Loss of Habitat = Loss of Wildlife
Our grassland birds are in sharp decline, largely the result of lost habitat. Millions of acres of grassland have been converted to cropland. Some remaining grasslands have been degraded by overgrazing and poor management. Fish and
amphibians have also suffered as wetlands have been drained and filled, and waterways of all kinds grow more polluted by fertilizer, pesticides and manure.
The implications are clear. To have healthy fish and wildlife populations we cannot focus only on our national and state parks, refuges and wildlife areas. We need to expand programs that help landowners make a place for wildlife on their farms and ranches and better protect our streams, lakes and wetlands.
The League Seeks Solutions
The Izaak Walton League of America is a strong supporter of the Recovering America’s Wildlife Act, which was introduced in Congress in April. This bill would provide states and tribes $1.4 billion annually to restore essential habitat and implement conservation strategies outlined in each state’s Wildlife Action Plan. Those state plans focus in part on restoring and protecting wildlife habitat on farms and ranches.
The 2018 Farm Bill provides $6 billion per year to help farmers and ranchers adopt conservation practices, including many that provide habitat for birds, mammals and pollinators. About $2 billion of that supports the Conservation Reserve Program (CRP), which rewards landowners who set aside environmentally sensitive farmland. That program now provides 21 million acres of grassland and wetland habitat. That supports a variety of wildlife, boosting the duck population by about 2 million per year, increasing pheasant numbers by 22 percent and providing much-needed habitat for pollinators like bees and monarch butterflies.
The CRP has also prevented more than nine billion tons of soil from eroding and provided buffer strips to protect 170,000 miles of streams. The program also stores an average of 49 million tons of greenhouse gases in the soil each year.
The Farm Bill’s conservation easement program has restored several million acres of wetlands and provided permanent protection to more than five million acres of grasslands, wetlands and other farmland.
All told, the U.S. Department of Agriculture’s (USDA) major working lands programs have helped landowners improve the management of their grasslands, adopt wildlife-friendly farming practices and better manage their woodlands.
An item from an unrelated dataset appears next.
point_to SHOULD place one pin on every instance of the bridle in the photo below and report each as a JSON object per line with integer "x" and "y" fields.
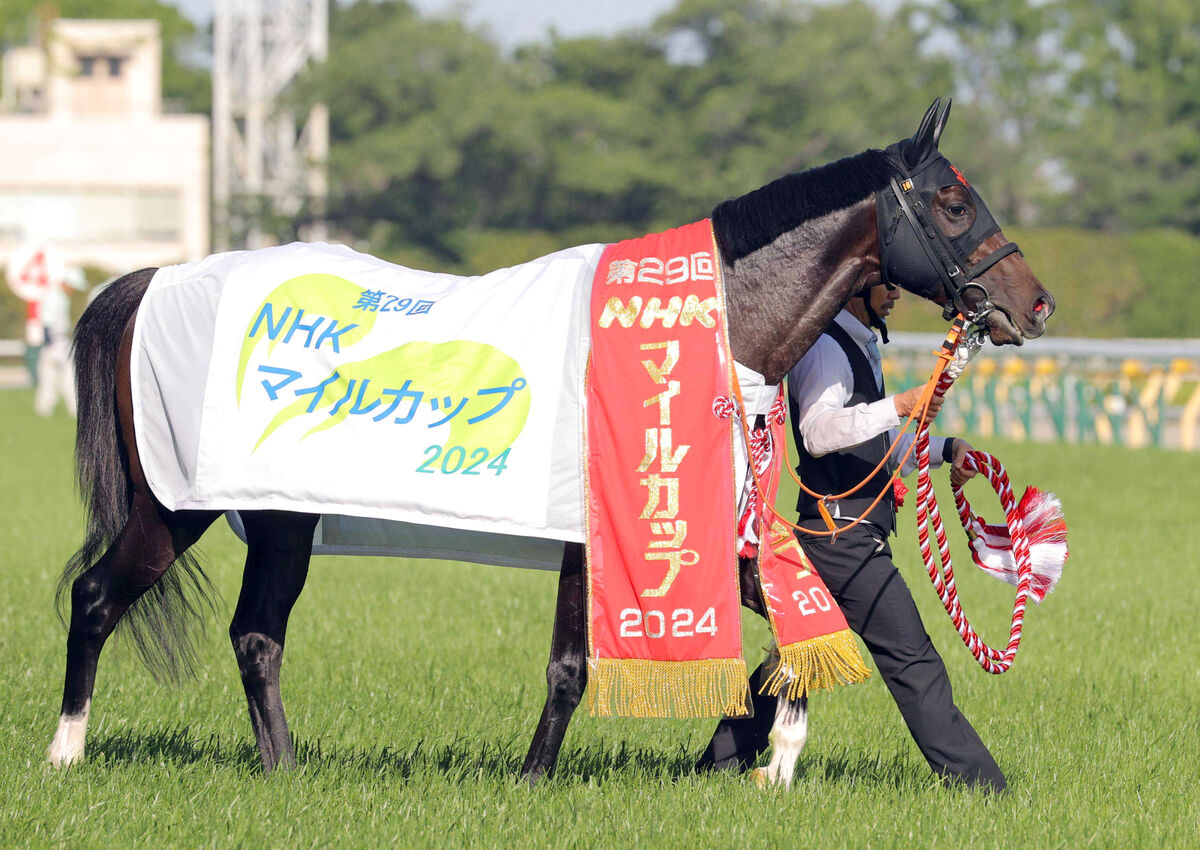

Climate-friendly is Wildlife-friendly
This year, Congress is considering a variety of bills to address climate change. That could provide an opportunity to double funding for USDA’s suite of conservation programs because many of the practices that benefit fish and wildlife also address climate change.
Restoring and better managing grasslands and woodlands will reduce greenhouse gas emissions and store carbon in the soil and in trees. Providing permanent protection for wetlands, grasslands and woodlands will keep the carbon stored there for decades to come.
By expanding USDA conservation programs that have a long record of success, Congress could promote climate-friendly agriculture while doing more to make a place for fish and wildlife on America’s farms and ranches.
Over the past century, America has done much to restore to the landscape the species that we hunt and fish. But many other species are in trouble.
For the century ahead, we must expand programs that conserve land and water and help make a place for wildlife on farms and ranches for the generations to come.